7. 21 U.S.C. Section 801, et seq.
8. Rogue Internet pharmacies are schemes established by a "facilitator" (operator) who employs physicians and pharmacists with DEA registration numbers to approve and fill prescriptions for CPDs. The doctors approve prescriptions for drugs without the required in-person physical examination of the patient. The facilitators often recruit pharmacists who own or are employed at small, independent, legitimate brick-and-mortar pharmacies, according to DEA.
9. The brand names provided in parentheses in this paragraph are examples of the most commonly used brand name drugs. Throughout the remainder of this assessment, generic drug names are used for clarity and brevity unless specific brand names are cited in surveys or other studies.

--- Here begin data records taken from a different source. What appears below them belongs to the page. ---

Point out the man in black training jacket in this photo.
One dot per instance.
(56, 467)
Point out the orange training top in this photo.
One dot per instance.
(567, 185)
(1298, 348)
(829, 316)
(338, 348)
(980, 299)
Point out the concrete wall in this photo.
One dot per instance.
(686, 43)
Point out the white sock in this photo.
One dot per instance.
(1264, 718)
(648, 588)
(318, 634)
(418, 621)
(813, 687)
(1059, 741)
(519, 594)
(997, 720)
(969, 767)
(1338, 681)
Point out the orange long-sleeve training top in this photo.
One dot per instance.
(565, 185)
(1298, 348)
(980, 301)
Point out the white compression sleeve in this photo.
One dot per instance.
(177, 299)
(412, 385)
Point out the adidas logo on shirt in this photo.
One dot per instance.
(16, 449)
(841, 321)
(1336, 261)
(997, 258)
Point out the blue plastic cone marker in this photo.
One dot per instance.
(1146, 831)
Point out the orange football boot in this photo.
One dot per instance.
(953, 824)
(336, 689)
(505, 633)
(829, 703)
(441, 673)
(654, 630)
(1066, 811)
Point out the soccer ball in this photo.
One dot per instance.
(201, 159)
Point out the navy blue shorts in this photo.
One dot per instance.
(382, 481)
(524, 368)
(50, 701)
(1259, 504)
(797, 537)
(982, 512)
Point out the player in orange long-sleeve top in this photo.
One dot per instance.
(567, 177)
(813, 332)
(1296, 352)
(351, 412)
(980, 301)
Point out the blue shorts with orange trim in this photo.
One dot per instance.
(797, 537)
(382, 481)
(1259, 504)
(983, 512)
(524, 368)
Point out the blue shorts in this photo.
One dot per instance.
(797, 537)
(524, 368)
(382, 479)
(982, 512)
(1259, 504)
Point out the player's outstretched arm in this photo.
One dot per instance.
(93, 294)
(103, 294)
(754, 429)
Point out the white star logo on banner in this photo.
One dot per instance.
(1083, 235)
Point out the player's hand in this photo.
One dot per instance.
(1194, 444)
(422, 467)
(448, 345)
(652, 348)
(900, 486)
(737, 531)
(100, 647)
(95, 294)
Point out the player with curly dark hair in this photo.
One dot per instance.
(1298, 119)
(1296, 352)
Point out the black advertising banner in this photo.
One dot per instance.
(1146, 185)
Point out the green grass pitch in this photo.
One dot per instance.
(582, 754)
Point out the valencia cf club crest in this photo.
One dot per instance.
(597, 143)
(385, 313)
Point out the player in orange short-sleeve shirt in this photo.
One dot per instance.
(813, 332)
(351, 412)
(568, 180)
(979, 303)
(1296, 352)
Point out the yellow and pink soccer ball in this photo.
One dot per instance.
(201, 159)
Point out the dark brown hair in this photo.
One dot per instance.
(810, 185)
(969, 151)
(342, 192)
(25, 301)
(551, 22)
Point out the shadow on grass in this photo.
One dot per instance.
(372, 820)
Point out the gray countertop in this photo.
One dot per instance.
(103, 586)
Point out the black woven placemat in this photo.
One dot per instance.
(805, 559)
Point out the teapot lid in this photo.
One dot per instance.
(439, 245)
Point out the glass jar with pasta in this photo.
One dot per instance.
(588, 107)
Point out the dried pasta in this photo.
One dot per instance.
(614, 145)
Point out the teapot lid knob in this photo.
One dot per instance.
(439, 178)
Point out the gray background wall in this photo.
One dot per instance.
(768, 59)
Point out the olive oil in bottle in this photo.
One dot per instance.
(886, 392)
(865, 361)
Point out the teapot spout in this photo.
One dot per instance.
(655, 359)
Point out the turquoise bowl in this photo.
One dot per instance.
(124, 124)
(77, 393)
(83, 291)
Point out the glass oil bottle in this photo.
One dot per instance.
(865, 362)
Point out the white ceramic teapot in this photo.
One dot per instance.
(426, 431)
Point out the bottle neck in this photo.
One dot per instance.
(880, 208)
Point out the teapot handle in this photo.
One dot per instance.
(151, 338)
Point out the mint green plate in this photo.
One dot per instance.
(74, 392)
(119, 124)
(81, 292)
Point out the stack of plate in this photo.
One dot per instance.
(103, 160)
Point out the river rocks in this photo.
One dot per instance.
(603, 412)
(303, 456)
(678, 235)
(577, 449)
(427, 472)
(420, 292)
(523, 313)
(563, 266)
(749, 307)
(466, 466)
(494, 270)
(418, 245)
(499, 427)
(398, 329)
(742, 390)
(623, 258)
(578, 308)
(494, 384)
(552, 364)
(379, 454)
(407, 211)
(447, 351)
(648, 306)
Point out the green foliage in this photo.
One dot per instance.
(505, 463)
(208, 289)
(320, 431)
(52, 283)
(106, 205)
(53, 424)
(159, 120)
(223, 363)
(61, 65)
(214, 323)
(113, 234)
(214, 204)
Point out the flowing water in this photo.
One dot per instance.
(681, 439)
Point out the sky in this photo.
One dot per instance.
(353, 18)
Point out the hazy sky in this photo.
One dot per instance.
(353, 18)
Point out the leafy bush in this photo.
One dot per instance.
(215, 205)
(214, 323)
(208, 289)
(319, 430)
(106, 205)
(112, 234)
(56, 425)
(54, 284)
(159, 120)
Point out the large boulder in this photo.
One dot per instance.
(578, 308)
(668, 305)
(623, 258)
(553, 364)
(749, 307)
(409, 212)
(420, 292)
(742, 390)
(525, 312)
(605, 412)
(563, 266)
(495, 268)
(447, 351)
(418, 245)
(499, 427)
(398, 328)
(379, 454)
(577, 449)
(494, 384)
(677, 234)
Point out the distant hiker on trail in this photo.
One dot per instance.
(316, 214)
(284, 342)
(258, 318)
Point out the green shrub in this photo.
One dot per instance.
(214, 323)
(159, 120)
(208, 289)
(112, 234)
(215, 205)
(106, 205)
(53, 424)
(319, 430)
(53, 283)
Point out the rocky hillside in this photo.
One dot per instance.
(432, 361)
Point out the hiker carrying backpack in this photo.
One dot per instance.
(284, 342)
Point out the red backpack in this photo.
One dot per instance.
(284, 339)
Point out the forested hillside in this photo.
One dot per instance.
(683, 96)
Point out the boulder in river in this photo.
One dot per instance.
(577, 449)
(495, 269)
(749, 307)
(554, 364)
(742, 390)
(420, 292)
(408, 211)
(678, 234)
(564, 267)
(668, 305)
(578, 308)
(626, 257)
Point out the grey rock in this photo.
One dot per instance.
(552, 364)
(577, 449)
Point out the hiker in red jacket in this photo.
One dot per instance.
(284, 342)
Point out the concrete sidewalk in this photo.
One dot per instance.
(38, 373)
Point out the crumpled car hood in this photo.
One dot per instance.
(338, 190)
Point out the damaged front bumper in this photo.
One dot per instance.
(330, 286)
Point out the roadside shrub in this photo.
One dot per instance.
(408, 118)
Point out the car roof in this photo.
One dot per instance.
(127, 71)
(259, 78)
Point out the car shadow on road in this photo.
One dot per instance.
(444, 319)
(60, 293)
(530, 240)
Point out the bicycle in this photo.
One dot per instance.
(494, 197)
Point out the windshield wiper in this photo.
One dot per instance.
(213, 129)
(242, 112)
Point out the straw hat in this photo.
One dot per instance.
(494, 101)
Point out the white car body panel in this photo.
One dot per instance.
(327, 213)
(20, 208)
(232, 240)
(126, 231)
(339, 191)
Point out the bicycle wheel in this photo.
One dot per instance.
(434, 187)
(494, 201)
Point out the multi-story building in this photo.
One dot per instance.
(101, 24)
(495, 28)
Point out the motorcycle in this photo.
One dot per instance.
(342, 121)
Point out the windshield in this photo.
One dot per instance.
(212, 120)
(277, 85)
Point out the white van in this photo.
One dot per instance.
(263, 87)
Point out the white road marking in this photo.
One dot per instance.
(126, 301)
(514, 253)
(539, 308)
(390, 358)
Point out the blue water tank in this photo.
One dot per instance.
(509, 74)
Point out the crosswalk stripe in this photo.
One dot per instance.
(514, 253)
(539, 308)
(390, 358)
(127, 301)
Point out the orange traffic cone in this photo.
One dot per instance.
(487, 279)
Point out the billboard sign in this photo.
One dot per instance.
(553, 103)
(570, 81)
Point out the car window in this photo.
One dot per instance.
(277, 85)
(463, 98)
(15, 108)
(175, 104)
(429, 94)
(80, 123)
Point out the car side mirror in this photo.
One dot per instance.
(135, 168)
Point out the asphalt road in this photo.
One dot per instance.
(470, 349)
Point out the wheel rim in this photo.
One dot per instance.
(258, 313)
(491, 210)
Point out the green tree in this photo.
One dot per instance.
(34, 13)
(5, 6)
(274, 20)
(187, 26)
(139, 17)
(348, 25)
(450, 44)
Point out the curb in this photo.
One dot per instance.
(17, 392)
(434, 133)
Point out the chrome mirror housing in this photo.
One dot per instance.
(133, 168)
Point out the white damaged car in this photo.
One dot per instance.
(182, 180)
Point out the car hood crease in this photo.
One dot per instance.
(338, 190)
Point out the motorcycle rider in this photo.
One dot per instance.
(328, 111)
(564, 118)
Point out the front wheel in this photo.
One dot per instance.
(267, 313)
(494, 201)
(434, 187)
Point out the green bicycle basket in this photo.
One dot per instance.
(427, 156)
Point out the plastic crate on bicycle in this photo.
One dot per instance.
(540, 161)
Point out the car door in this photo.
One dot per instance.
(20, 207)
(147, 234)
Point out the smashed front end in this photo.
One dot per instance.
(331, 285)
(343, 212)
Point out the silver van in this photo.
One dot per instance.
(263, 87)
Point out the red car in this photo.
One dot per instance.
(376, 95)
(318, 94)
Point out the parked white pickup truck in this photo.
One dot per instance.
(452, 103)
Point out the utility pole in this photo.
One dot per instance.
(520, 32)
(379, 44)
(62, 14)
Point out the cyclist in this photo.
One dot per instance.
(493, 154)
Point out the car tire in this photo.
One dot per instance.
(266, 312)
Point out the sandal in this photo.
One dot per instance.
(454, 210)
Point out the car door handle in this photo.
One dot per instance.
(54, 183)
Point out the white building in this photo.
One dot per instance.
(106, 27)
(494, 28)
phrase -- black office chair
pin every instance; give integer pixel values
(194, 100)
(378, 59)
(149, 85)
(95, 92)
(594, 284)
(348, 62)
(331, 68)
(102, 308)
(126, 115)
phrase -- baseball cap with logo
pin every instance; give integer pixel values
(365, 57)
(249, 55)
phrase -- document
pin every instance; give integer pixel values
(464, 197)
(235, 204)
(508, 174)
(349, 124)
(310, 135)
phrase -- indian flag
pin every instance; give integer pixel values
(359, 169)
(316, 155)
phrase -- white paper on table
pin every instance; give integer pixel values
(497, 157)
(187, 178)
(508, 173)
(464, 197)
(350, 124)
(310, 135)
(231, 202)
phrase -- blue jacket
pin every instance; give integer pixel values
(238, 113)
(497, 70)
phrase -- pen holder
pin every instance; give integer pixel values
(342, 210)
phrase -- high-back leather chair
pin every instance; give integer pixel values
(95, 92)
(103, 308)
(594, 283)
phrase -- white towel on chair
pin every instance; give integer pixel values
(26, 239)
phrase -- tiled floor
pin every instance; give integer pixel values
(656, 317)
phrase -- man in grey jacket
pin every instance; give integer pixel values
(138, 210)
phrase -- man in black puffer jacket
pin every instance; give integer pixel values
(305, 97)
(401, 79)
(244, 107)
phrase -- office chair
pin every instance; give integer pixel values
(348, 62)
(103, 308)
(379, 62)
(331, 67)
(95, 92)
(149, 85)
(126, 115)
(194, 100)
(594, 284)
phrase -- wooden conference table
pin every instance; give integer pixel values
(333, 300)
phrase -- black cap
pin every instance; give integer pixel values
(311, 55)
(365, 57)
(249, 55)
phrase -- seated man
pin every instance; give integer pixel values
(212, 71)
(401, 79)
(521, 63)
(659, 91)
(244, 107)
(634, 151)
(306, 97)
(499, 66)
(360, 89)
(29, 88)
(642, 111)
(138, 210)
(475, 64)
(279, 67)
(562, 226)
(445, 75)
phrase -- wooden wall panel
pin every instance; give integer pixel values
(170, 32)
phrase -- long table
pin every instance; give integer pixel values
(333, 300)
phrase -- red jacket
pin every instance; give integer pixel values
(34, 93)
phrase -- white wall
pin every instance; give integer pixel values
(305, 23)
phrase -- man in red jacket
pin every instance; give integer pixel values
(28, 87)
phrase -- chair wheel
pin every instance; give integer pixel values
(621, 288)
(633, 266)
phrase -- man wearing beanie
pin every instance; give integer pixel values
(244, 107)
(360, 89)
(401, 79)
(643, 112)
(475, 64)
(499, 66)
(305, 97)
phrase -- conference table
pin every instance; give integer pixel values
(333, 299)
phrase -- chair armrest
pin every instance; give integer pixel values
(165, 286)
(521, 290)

10. Hydrocodone combination CPDs are manufactured with acetaminophen, aspirin, or ibuprofen and sold as analgesics or manufactured with pseudoephedrine, guaifenesin, or phenylephrine and sold as cough preparations. The most common brand-name analgesic hydrocodone/combination product is Vicodin®.
11. Tolerance is a physiologic state resulting from regular use of a drug in which an increased dosage is needed to produce a specific effect or a reduced effect is observed with a constant dose over time.
12. Physical dependence occurs when a body adapts to the presence of a drug and any abrupt cessation, rapid dose reduction, or decreasing blood level of the drug would result in withdrawal symptoms (restlessness, muscle and bone pain, insomnia, diarrhea, vomiting, cold flashes with goose bumps, or involuntary leg movements).
13. Addiction is a primary, chronic neurobiological disease characterized by behaviors that include impaired control over drug use, craving, compulsive use, and/or continued use despite harm.